The directors will only use this authority if, in the light of market conditions prevailing at the time, they believe that the effect of such purchases will be (where such shares are to be purchased for cancellation) to increase earnings per share, and that taking into account other investment opportunities, purchases will be in the best interests of the shareholders generally. Any shares purchased in accordance with this authority will be cancelled or held in treasury for subsequent transfer to an employee share scheme. The directors have no present intention of exercising this authority, which will expire at the earlier of the conclusion of the 2019 Annual General Meeting and the close of business on 28 June 2019.
The company has options and awards outstanding under existing share schemes over an aggregate of 715,417 ordinary 5p shares, representing 0.48% of the company's issued ordinary share capital (excluding treasury shares) as at 23 March 2018 (the latest practicable date prior to the publication of this document). This would represent approximately 0.53% of the company's issued share capital (excluding treasury shares) if the proposed authority being sought at the Annual General Meeting to buy back 14,988,576 ordinary shares was exercised in full (and all of the repurchased ordinary shares were cancelled).
The Companies Act 2006 requires the notice period for general meetings of the company to be at least 21 days, but, as a result of a resolution which was passed by the company's shareholders at last year's Annual General Meeting, the company is currently able to call general meetings (other than an Annual General Meeting) on not less than 14 clear days' notice.
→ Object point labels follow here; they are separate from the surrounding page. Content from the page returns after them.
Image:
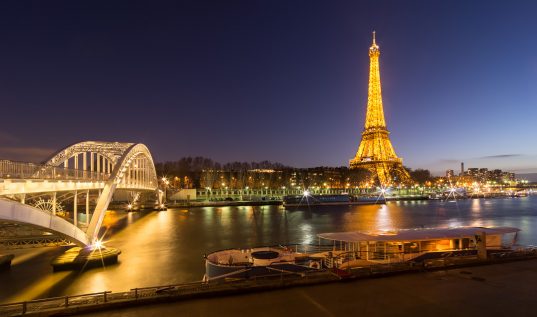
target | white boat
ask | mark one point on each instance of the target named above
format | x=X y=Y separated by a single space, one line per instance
x=344 y=250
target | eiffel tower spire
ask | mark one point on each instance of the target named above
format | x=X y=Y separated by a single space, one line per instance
x=376 y=152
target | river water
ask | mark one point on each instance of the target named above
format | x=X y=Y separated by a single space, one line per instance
x=167 y=247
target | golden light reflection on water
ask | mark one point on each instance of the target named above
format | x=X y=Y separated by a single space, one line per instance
x=306 y=233
x=374 y=218
x=476 y=205
x=40 y=287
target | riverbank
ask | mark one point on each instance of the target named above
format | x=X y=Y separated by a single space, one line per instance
x=493 y=290
x=107 y=300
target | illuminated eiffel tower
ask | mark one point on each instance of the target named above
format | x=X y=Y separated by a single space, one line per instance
x=376 y=152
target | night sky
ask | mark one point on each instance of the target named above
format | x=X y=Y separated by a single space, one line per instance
x=271 y=80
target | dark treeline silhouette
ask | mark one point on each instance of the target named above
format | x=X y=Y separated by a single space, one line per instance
x=202 y=172
x=187 y=165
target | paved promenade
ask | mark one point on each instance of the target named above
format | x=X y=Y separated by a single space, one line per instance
x=508 y=289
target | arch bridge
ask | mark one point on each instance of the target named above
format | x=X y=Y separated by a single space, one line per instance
x=33 y=194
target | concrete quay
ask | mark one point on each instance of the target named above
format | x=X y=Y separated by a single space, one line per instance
x=458 y=287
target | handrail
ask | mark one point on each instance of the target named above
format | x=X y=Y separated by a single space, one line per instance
x=201 y=286
x=20 y=170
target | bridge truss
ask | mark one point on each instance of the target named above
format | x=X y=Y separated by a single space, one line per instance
x=89 y=172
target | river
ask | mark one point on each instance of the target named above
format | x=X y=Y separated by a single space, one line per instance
x=167 y=247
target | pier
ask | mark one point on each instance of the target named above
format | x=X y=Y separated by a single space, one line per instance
x=106 y=300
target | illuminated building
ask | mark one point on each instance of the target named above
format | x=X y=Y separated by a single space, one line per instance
x=376 y=152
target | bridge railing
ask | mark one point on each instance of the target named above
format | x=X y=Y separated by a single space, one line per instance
x=21 y=170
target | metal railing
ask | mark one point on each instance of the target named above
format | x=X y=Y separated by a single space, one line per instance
x=56 y=304
x=21 y=170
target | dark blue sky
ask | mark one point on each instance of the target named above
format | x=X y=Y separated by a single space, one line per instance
x=278 y=80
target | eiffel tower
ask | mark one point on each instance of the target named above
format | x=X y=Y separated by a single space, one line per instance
x=376 y=152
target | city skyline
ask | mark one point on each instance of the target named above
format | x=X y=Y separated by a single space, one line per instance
x=272 y=81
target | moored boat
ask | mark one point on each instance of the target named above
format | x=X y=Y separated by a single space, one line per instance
x=347 y=250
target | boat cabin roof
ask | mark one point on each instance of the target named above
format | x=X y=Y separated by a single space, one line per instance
x=416 y=234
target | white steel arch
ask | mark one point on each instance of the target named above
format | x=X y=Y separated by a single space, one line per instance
x=20 y=213
x=91 y=164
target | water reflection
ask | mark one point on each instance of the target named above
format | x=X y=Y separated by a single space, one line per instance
x=167 y=247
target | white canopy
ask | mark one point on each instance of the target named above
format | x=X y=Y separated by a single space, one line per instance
x=416 y=234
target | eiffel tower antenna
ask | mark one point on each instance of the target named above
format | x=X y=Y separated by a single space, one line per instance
x=376 y=152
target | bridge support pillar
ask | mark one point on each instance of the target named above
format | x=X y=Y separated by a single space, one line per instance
x=54 y=203
x=75 y=208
In order to preserve this ability, shareholders must once again approve the calling of meetings on not less than 14 clear days' notice. Resolution 17 seeks such approval. The approval will be effective until the company's next Annual General Meeting, when it is intended that a similar resolution will be proposed. The company will also need to meet the statutory requirements for electronic voting before it can call a general meeting on less than 21 days' notice.
The shorter notice period would not be used as a matter of routine for general meetings, but only where the flexibility is merited by the business of the meeting and is thought to be to the advantage of shareholders as a whole.
The directors recommend all shareholders to vote in favour of all of the above resolutions, as the directors intend to do in respect of their own shares (save in respect of those matters in which they are interested), and consider that all resolutions are in the best interests of the company and its shareholders as a whole.